The Empire State Building has been a hallmark of recent syncs. St. Petersburg and Nazi Germany are the two places the devil claims to have been in the Rolling Stones song.

So, what am I to conclude from all this? That Tim is evil? Okay, but what's puzzling me is the nature of his game. If he's the devil, shouldn't he be trying to get me to do something instead of just going around pointing at things and saying, "Hey, look, there's the Empire State Building again"? Is he just here to keep me distracted and waste my time? Surely there are plenty of less involved ways of doing that! The only real life change I can think of that I've made as a result of sync-fairy activity has been taking up the Rosary, and it's pretty hard to see that as a bad thing. "An evil spirit teacheth not a man to pray, but teacheth him that he must not pray."

I will say that some of my syncs have led some other people down some pretty dark paths. (Not naming names, iykyk.) Am I being used for that purpose by Tim and company? Do I need to stop publishing syncs?

The other issue is this: Who's Tim? Apparently the being responsible for at least some of my syncs. What's telling me Tim is evil? Syncs. If Tim is evil, syncs are unreliable -- but if syncs are unreliable, I have no particular reason to think Tim is evil. And anyway, I already knew syncs were unreliable! I don't use them to "prove" anything or base life decisions on them.

I need to think about this some more and try to figure out what it all means.

2 comments:

Ra1119bee said...



William,

You wrote: I will say that some of my syncs have led some other people down some pretty dark paths. (Not naming names, iykyk.) Am I being used for that purpose by Tim and company?
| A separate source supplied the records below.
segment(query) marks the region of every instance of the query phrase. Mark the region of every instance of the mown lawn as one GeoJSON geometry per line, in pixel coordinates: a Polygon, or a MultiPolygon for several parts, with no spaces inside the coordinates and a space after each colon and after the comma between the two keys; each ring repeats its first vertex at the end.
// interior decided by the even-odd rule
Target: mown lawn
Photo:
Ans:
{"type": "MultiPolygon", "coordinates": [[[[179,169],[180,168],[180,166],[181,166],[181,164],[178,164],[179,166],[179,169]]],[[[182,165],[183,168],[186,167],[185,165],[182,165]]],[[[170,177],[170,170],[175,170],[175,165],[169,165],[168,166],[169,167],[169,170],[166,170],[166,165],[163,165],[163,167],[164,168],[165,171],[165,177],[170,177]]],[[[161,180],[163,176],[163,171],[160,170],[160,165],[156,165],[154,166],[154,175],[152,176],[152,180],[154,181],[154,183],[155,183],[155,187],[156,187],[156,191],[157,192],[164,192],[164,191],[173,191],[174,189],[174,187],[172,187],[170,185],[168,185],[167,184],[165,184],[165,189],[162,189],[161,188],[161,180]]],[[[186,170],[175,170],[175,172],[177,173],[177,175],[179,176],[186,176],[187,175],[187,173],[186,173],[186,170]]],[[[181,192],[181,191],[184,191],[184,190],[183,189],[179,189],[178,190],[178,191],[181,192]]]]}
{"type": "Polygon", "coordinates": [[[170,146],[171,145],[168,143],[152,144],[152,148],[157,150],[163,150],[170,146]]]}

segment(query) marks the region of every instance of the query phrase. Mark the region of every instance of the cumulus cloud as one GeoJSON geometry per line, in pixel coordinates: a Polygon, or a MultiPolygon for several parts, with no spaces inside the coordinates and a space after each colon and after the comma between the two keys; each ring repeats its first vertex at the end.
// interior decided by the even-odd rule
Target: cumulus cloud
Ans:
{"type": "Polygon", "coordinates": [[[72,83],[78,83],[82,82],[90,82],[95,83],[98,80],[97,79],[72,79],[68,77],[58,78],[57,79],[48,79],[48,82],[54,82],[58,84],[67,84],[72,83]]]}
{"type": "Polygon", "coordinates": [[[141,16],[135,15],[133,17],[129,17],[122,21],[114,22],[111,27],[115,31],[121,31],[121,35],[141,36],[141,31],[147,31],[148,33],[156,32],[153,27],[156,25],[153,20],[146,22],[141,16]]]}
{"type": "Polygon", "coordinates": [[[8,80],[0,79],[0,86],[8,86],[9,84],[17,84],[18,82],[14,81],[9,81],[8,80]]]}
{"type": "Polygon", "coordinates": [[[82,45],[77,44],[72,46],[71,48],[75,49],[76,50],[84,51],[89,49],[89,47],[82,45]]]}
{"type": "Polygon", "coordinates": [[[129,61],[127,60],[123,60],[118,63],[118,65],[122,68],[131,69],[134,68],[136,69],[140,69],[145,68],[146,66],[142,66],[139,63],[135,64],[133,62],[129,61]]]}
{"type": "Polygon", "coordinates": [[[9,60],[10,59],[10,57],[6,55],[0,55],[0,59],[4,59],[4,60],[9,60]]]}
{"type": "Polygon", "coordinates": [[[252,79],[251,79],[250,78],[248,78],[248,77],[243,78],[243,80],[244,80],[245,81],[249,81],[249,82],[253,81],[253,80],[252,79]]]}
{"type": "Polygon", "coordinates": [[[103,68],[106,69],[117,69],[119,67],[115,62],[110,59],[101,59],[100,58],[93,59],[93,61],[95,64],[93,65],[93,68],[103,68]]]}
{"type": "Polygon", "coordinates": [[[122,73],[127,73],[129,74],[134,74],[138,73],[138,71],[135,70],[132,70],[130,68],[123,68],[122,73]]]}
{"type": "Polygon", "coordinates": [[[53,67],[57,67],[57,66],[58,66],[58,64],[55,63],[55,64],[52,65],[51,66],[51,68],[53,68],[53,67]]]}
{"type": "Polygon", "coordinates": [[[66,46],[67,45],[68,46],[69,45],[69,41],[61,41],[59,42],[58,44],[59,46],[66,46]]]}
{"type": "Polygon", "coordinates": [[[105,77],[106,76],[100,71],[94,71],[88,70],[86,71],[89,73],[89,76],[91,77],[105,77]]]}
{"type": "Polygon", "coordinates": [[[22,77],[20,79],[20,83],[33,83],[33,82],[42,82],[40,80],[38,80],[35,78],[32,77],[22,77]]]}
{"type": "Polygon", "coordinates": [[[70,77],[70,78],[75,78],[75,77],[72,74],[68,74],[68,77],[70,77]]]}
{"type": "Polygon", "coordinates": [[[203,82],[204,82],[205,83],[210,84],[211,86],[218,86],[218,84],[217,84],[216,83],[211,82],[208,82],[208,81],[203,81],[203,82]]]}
Do I need to stop publishing syncs?

My response;
IMHO, the Esoteric, like all power sources including knowledge, is NOT Either/Or
In this DUALITY dimension, our egos categorize everything Either/Or.

Division: Male/Female, Black/White, Good/Evil ,Left/Right,
Light/Dark, Rich/Poor, and on and on nauseum creates fear,
ignorance and chaos and IMO, it's chaos that is ''evil''.

Our Soul transcends this duality dimension (illusion) and it's thru
our Third Eye ( i.e. our intuition which includes Syncs and 'Syn Faries'
dreams, telepathy, remote viewing etc.) is where we find TRUTH.
Our Soul reminds of our purpose and it does so on a daily basis, usually
during our REM sleep.

The Truth in and of itself is not Black/Nigger or White or Males or Females.
I personally believe our Soul has served 'time' in many skins,
cultures, and genders.
Everything is Connected.

I do believe that if we succumb to our ego and ignore or doubt or fear our Soul
( which I believe our Soul is a gift from the Divine} .... we perish.

IMHO, of course.

From Etymology online:

Timothy
masc. proper name, from French Timothée, from Latin Timotheus, from Greek Timotheos, literally "honoring God," from time "honor, respect" (see timocracy) + theos "god"
(from PIE root *dhes-, forming words for religious concepts).


WanderingGondola said...

When I first wrote to you, I was under the impression my syncs (if not anyone else's) were directly caused by God, largely due to a commonly misattributed phrase. Since then I've slowly amended that to an array of unknown Good beings -- in tandem with both one's physical and essential-spirit selves, along with other people and things in the world -- all under God's overall direction. I figure that could roughly correspond with the diagram Tim relayed.

(Resulting from the above, I have a problem with the seeming implication that being crafty and skilful makes one bad/evil by default. God would be a far better judge of that than any of us. How one uses those attributes is the important thing.)